The revelatory nature of a present showcase is how it maps these clinical themes in pieces that initially appear purely non-representational. In the mid-1980s, Schubert produced a series of geometric paintings – geometric shapes, subsequently labeled. Art writers grouped them with the popular geometric abstraction trend. However, the reality was uncovered much later, when cataloguing Schubert’s estate.

“The question was posed: how are these forms made?” remembers a scholar. “And she told me, it’s very simple, it’s a human face.” The distinctive hues – known among associates as her personal red and blue – matched the precise colors used for drawing neck vasculature in anatomy books in a manual for surgical anatomy used across European medical faculties. “It became clear those hues emerged concurrently,” the explanation continues. The shaped canvases were essentially distilled anatomical studies – created concurrently with her daytime medical drawing.

Embracing Ephemeral Elements

In the late 70s and early 80s, the artist's work shifted direction again. She began creating installations from branches bound with leather. She composed displays of skeletal fragments, flower parts, herbs and soot. Questioned about the move to natural substances, she expressed that the art world had become “barren theoretically”. She felt compelled to transgress – to work with actual decaying material in reaction to a creatively arid landscape.

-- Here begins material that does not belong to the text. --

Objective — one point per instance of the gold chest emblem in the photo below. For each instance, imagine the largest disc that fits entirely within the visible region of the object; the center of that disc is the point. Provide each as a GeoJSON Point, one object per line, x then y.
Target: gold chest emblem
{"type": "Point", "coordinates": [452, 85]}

A 1979 piece entitled 100 Roses, featured her denuding a century of flowers. She wove the stems into circles on the ground placing the foliage and petals within. When observed in a curatorial context, it still held its power – the floral elements now totally preserved yet astonishingly whole. “The scent of roses persists,” a viewer remarks. “The hue has endured.”

An Elusive Creative Force

“My aim is to remain enigmatic, to conceal my process,” Schubert confided during one of her final conversations. Secrecy was her strategy. At times, she showed inauthentic creations concealing genuine artworks beneath her bed. She eliminated select sketches, leaving only signed photocopies in their place. Even with showings at prestigious exhibitions and receiving acclaim as an innovator, she conducted hardly any media talks and her output stayed mostly obscure internationally. A current museum exhibition is her first major solo show outside her homeland.

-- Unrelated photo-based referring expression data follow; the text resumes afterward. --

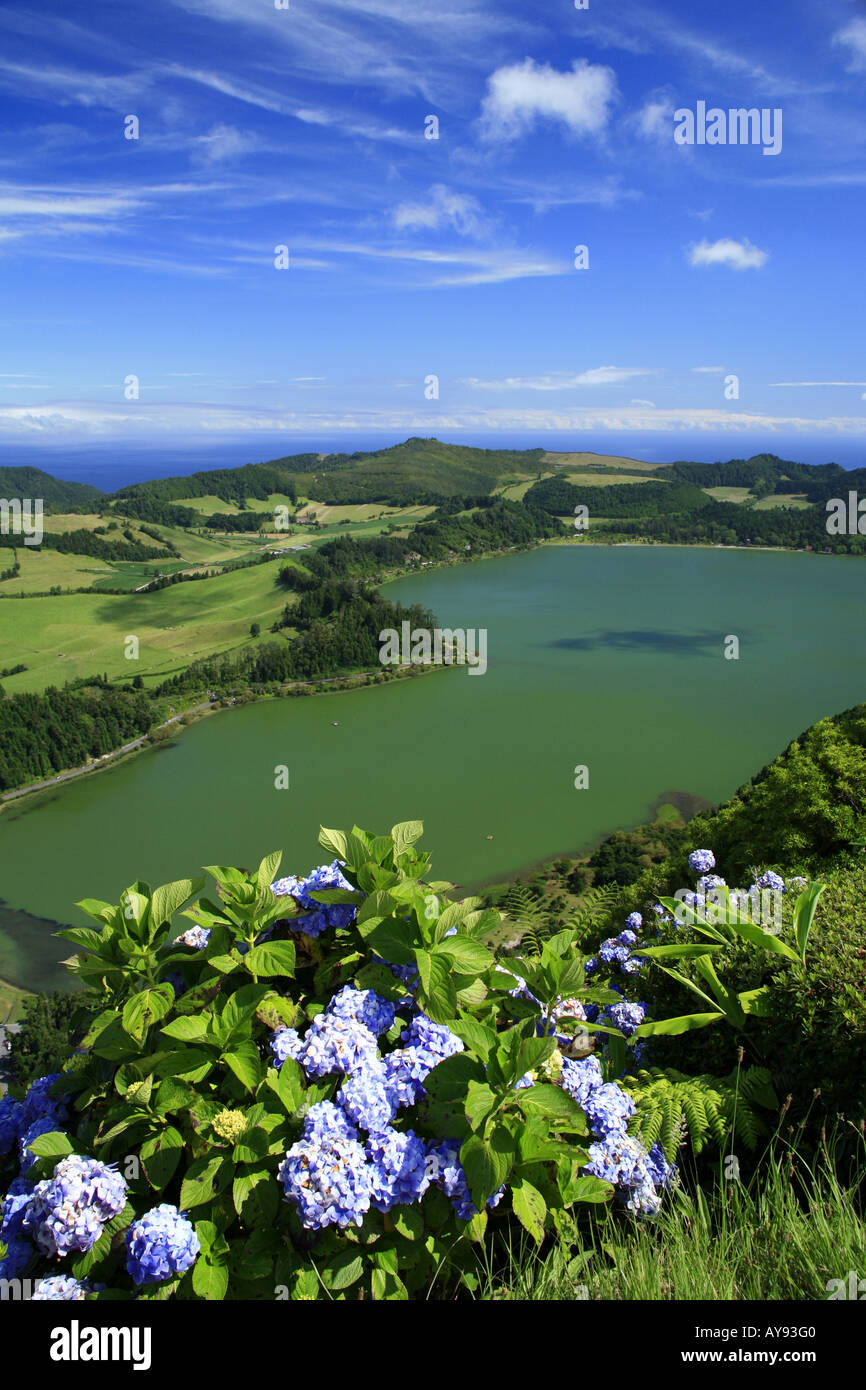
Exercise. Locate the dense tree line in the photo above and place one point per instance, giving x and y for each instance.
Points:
(334, 638)
(241, 521)
(234, 485)
(145, 508)
(624, 499)
(43, 734)
(727, 523)
(86, 542)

Addressing the Trauma of Battle

The 1990s arrived, bringing the Yugoslav Wars. Hostilities impacted the capital directly. She reacted with a collection of assembled pieces. She glued journalistic imagery and type onto surfaces. She reproduced and magnified them. Subsequently, she overpainted all elements – black bars resembling barcodes. {Geometric forms obscured the images beneath|Angular shapes hid the pictures below|

Mr. Joseph Clements Jr.
Mr. Joseph Clements Jr.

Maya Chen is a software engineer and tech writer passionate about simplifying complex topics for developers and enthusiasts.